Bireli Lagrene
Ronnie Scott’s, London
Guitarist Django Reinhardt was one of the most prominent early European jazz musicians and still remains one of the instrument’s most renowned exponents, most famously for his work alongside violinist Stephane Grappelli in the epoch defining Quintet du Hot Club de France who mesmerised 1930s Paris with their exhilarating, swinging gypsy jazz fuelled by the guitarist’s blend of flamboyance and melancholia alongside technical sophistication and nostalgic sentimentality.
Paris has had a Django festival for 30 years so it was fitting that London finally got round to holding its own International Gypsy Swing Guitar Festival last month in honour of Django’s 100th birthday (January 25) – the same as Robert Burns – with an array of dazzling exponents of the great man’s legacy with interpretations covering Latin rhythmic forms such as bossa nova, bolero and rumba at the Le Quecumbar in Battersea.
The son of a traditional manouche-Gypsy family, Bireli Lagrene emerged as prodigious child interpreter of Django’s repertoire, winning a Gypsy music festival when he was 14, which led to a tour of Germany documented on the 1980 album Route to Django. He subsequently moved to New York working and touring with fusion heavyweights Larry Coryell, Al di Meola and Jaco Pastorius.
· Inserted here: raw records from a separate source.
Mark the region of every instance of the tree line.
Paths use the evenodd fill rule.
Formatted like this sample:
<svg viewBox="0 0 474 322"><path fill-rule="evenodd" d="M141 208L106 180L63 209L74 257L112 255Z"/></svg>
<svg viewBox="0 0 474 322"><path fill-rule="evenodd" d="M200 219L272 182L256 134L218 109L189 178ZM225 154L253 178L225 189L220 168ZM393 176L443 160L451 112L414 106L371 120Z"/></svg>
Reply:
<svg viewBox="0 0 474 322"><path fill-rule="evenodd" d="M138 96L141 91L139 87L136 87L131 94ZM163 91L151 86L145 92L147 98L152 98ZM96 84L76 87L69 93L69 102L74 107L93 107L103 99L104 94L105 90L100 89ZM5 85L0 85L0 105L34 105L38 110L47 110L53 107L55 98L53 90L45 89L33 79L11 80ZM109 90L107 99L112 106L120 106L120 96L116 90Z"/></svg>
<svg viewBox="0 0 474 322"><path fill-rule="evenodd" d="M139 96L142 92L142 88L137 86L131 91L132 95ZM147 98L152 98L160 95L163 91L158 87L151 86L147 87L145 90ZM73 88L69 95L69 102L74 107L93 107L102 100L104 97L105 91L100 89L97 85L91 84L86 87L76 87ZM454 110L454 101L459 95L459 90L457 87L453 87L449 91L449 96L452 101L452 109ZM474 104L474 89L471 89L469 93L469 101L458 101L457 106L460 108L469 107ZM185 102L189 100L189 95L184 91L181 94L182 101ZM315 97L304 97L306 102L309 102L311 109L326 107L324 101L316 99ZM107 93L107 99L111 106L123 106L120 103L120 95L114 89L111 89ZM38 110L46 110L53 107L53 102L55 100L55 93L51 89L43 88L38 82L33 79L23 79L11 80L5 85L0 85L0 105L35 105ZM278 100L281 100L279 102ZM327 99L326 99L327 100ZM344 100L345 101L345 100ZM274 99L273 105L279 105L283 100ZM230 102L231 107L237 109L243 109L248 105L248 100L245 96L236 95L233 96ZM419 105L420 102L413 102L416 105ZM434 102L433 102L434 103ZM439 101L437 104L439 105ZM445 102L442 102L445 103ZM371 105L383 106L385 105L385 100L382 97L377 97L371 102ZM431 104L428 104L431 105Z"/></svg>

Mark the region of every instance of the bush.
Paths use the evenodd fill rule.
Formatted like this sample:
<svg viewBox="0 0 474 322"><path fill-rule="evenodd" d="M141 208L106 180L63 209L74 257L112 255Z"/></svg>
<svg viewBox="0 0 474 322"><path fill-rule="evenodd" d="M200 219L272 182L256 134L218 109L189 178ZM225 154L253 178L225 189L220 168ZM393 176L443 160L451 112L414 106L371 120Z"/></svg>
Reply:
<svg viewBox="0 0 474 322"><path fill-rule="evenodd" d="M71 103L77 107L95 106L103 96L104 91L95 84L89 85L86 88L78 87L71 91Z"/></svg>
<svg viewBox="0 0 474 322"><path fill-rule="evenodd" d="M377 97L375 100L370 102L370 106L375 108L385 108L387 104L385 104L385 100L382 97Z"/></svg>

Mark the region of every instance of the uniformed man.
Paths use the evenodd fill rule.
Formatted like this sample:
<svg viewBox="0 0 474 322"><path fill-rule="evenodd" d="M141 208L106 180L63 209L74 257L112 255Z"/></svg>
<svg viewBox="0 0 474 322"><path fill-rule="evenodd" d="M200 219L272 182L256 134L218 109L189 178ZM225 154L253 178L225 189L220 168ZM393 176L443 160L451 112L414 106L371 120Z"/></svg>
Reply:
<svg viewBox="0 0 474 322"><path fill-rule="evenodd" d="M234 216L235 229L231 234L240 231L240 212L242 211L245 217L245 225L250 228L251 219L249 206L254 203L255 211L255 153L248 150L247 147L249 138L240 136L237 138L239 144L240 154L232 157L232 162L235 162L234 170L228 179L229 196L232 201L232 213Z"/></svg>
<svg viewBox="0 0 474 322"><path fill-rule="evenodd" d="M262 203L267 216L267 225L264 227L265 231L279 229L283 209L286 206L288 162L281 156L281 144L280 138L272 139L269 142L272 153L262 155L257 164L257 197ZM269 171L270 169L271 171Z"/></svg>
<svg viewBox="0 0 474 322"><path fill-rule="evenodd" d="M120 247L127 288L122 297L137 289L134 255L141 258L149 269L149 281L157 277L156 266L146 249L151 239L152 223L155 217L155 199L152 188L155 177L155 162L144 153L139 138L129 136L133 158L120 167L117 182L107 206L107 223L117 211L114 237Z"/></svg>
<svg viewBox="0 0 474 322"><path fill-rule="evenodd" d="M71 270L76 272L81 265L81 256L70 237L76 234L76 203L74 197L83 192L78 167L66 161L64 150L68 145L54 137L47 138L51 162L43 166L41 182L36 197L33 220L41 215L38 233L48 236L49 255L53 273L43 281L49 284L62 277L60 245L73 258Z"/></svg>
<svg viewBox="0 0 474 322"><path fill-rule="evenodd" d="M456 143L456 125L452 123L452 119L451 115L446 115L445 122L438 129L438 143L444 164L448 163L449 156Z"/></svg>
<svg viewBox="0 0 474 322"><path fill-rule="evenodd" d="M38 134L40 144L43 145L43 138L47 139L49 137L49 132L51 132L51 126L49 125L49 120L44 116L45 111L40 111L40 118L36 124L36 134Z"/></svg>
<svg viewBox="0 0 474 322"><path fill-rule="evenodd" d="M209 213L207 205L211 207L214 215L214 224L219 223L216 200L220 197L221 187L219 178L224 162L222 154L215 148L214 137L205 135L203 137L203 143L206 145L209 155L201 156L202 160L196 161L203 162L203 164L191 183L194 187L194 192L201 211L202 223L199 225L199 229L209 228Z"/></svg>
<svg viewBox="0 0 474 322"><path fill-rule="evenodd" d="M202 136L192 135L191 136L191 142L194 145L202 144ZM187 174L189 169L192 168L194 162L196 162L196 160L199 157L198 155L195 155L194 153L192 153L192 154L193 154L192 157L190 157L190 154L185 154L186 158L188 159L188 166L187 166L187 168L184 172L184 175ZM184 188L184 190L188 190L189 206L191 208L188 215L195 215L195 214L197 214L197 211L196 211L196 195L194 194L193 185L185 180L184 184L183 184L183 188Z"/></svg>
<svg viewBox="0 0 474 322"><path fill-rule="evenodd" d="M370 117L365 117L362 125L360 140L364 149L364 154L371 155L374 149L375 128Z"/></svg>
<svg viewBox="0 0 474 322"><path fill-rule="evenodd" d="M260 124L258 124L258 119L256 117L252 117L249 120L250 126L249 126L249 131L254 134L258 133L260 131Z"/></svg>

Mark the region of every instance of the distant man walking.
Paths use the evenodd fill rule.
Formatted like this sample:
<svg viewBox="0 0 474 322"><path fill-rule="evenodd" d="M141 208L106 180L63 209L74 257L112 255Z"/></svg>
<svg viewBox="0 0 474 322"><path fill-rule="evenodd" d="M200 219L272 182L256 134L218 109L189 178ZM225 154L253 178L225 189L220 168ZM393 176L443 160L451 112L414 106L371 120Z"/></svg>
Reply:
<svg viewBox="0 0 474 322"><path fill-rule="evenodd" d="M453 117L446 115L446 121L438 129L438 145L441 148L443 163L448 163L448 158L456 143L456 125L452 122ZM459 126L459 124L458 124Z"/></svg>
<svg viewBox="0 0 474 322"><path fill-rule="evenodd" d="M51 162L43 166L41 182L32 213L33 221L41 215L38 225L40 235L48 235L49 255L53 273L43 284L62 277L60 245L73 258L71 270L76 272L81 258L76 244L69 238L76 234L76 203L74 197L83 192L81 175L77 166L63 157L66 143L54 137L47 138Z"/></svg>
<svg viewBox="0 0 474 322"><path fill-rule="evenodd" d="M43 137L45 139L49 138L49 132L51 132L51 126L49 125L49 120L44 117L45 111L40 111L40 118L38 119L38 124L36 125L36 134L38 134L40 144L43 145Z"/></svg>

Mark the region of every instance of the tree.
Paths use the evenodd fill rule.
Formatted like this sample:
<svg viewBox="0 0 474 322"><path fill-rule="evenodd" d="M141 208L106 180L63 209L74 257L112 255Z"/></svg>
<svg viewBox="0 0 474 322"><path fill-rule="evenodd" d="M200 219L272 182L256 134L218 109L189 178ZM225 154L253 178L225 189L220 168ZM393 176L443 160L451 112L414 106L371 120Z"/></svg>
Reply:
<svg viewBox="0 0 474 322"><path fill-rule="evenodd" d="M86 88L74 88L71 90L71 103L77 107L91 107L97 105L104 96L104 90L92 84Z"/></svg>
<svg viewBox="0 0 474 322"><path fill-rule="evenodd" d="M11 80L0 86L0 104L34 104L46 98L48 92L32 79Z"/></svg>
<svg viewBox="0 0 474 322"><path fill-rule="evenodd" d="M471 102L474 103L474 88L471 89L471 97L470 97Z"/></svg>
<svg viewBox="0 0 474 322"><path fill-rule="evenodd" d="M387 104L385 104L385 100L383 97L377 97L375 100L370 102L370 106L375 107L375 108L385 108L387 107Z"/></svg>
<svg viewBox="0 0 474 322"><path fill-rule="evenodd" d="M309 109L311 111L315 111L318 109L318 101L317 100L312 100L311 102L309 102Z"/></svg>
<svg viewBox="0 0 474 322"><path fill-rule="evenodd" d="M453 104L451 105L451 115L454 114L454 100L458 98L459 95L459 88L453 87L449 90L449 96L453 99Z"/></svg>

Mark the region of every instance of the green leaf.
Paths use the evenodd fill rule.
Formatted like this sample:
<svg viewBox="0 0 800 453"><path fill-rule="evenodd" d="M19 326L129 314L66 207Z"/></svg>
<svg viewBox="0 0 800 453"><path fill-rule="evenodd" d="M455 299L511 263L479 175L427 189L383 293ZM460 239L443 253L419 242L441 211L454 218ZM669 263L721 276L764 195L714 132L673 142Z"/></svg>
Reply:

His recent residency at Ronnie Scott’s showed a musician who has come full circle in a trio of double bass and saxophone which delivered a set of exquisite standards, including bop classics such as “Ornithology” and “Donna Lee”, which Lagrene recorded with Pastorius. Billy Joel’s soft-lounge classic “Just the Way You Are” was a deft interpretation with saxophonist Frank Wolf’s soprano gliding richly and effortlessly over the guitarist’s expansive, polychromatic chordal textures.
Stevie Wonder’s “Isn’t She Lovely” had some wonderful humorous twists from Lagrene, while “All of Me” knitted a swing undertone to some lush post-bop phrasing, rooted in some understatedly dexterous manoeuvring from bassist Jurgen Attig.
This was guitar mastery of the highest order, an elegant deconstruction of standards, remoulded and reinvigorated with breathless virtuosity.